Self-Gating Smooth Activation: The Mish Function (Easy) — Practice with Code Visualizer

In deep learning, activation functions play a critical role in enabling neural networks to learn complex, non-linear patterns. While ReLU has dominated the field for years, researchers have continuously sought activation functions with superior properties for gradient flow and generalization.
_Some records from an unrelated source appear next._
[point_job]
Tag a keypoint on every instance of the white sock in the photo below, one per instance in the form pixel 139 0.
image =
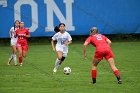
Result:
pixel 15 57
pixel 57 63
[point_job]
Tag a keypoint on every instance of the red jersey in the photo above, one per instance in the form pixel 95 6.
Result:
pixel 20 33
pixel 99 41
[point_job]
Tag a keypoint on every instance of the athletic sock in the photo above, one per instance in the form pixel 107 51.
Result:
pixel 20 60
pixel 117 74
pixel 11 57
pixel 15 57
pixel 94 73
pixel 57 65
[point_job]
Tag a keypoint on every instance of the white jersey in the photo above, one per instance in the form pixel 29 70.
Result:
pixel 61 39
pixel 12 33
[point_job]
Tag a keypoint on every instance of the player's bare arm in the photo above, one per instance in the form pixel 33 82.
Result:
pixel 27 36
pixel 108 41
pixel 84 49
pixel 53 48
pixel 68 42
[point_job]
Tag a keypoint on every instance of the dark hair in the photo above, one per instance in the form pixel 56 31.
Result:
pixel 92 29
pixel 20 23
pixel 61 24
pixel 15 22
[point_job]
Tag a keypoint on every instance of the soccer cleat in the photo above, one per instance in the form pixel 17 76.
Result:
pixel 120 82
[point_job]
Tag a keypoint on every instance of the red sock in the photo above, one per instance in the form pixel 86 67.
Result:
pixel 117 73
pixel 93 72
pixel 20 59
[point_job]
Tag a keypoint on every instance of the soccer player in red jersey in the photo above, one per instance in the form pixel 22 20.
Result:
pixel 22 45
pixel 103 50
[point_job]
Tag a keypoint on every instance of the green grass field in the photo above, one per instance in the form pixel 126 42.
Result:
pixel 35 76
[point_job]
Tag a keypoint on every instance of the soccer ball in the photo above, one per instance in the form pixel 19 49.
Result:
pixel 67 70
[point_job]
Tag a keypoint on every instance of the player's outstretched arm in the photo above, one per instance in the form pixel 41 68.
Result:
pixel 52 42
pixel 27 36
pixel 68 42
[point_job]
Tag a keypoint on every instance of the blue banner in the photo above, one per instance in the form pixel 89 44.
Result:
pixel 41 16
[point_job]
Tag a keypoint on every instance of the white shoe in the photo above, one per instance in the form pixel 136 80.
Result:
pixel 54 70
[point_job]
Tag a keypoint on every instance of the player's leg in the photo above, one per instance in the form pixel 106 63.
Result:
pixel 115 70
pixel 64 55
pixel 11 56
pixel 58 61
pixel 25 50
pixel 94 69
pixel 14 54
pixel 20 54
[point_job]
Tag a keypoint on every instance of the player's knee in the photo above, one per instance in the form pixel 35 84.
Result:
pixel 63 58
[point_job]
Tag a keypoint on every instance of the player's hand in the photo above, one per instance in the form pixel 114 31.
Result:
pixel 54 49
pixel 66 43
pixel 85 57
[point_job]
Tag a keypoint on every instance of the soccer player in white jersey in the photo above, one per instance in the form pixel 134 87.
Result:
pixel 13 42
pixel 63 39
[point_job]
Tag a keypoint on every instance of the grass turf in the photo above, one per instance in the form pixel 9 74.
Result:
pixel 35 76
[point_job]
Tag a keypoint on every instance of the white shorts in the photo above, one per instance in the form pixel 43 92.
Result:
pixel 63 49
pixel 13 42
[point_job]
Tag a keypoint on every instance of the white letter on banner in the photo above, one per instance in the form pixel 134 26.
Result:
pixel 53 8
pixel 34 13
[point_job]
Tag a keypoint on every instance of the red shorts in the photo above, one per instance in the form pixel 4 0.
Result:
pixel 23 47
pixel 107 53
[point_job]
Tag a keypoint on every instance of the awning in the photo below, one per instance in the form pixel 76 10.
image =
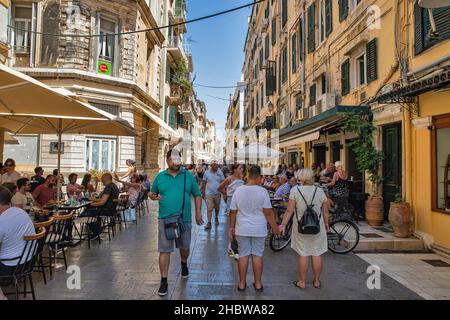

The Mish Activation Function is a modern, self-regularizing activation function that has demonstrated remarkable performance improvements over traditional activations like ReLU and Swish in various deep learning architectures. Introduced as part of the quest for better gradient dynamics, Mish combines self-gating mechanisms with smooth, unbounded characteristics that allow it to preserve small negative gradients rather than eliminating them entirely.

Mathematical Definition:

The Mish function is defined as:

$$\text{Mish}(x) = x \cdot \tanh(\text{softplus}(x))$$

Where the softplus function is a smooth approximation of the ReLU function:

$$\text{softplus}(x) = \ln(1 + e^x)$$

The complete expanded formula becomes:

$$\text{Mish}(x) = x \cdot \tanh(\ln(1 + e^x))$$

Key Properties of Mish:

Self-Gating: The function uses its own transformed input as a gating mechanism, similar to attention mechanisms in transformers
Smooth and Non-Monotonic: Unlike ReLU, Mish is infinitely differentiable and has a smooth curve with a small dip into negative territory
Unbounded Above: For positive inputs, Mish approaches the identity function, allowing strong gradient flow
Bounded Below: The minimum value is approximately -0.31 at x ≈ -1.2
Preserves Negative Gradients: Small negative values still produce meaningful outputs, unlike ReLU which zeros them completely

Your Task:

Implement a function that computes the Mish activation value for a given scalar input. The function should return the result rounded to 4 decimal places.

Computational Steps:

Calculate the softplus value: (\text{softplus}(x) = \ln(1 + e^x))
Apply the hyperbolic tangent: (\tanh(\text{softplus}(x)))
Multiply by the original input: (x \cdot \tanh(\text{softplus}(x)))
Round the result to 4 decimal places

For x = 1.0:

Step 1: Calculate softplus(1.0) = ln(1 + e¹) = ln(1 + 2.7183) = ln(3.7183) ≈ 1.3133

Step 2: Apply tanh: tanh(1.3133) ≈ 0.8651

Step 3: Multiply by input: 1.0 × 0.8651 = 0.8651

The Mish activation value for x = 1.0 is 0.8651. Notice how the output is close to but slightly less than the input, demonstrating Mish's smooth gating behavior for positive values.

For x = 0.0:

Step 1: Calculate softplus(0.0) = ln(1 + e⁰) = ln(2) ≈ 0.6931

Step 2: Apply tanh: tanh(0.6931) ≈ 0.6

Step 3: Multiply by input: 0.0 × 0.6 = 0.0

The Mish activation value for x = 0.0 is 0.0. Since the final formula multiplies by x, any input of zero produces an output of zero, regardless of the intermediate softplus and tanh computations.

For x = -1.0:

Step 1: Calculate softplus(-1.0) = ln(1 + e⁻¹) = ln(1 + 0.3679) = ln(1.3679) ≈ 0.3133

Step 2: Apply tanh: tanh(0.3133) ≈ 0.3034

Step 3: Multiply by input: (-1.0) × 0.3034 = -0.3034

The Mish activation value for x = -1.0 is -0.3034. This demonstrates one of Mish's key advantages: unlike ReLU which would output 0, Mish preserves a small negative gradient, allowing information to flow even for negative inputs.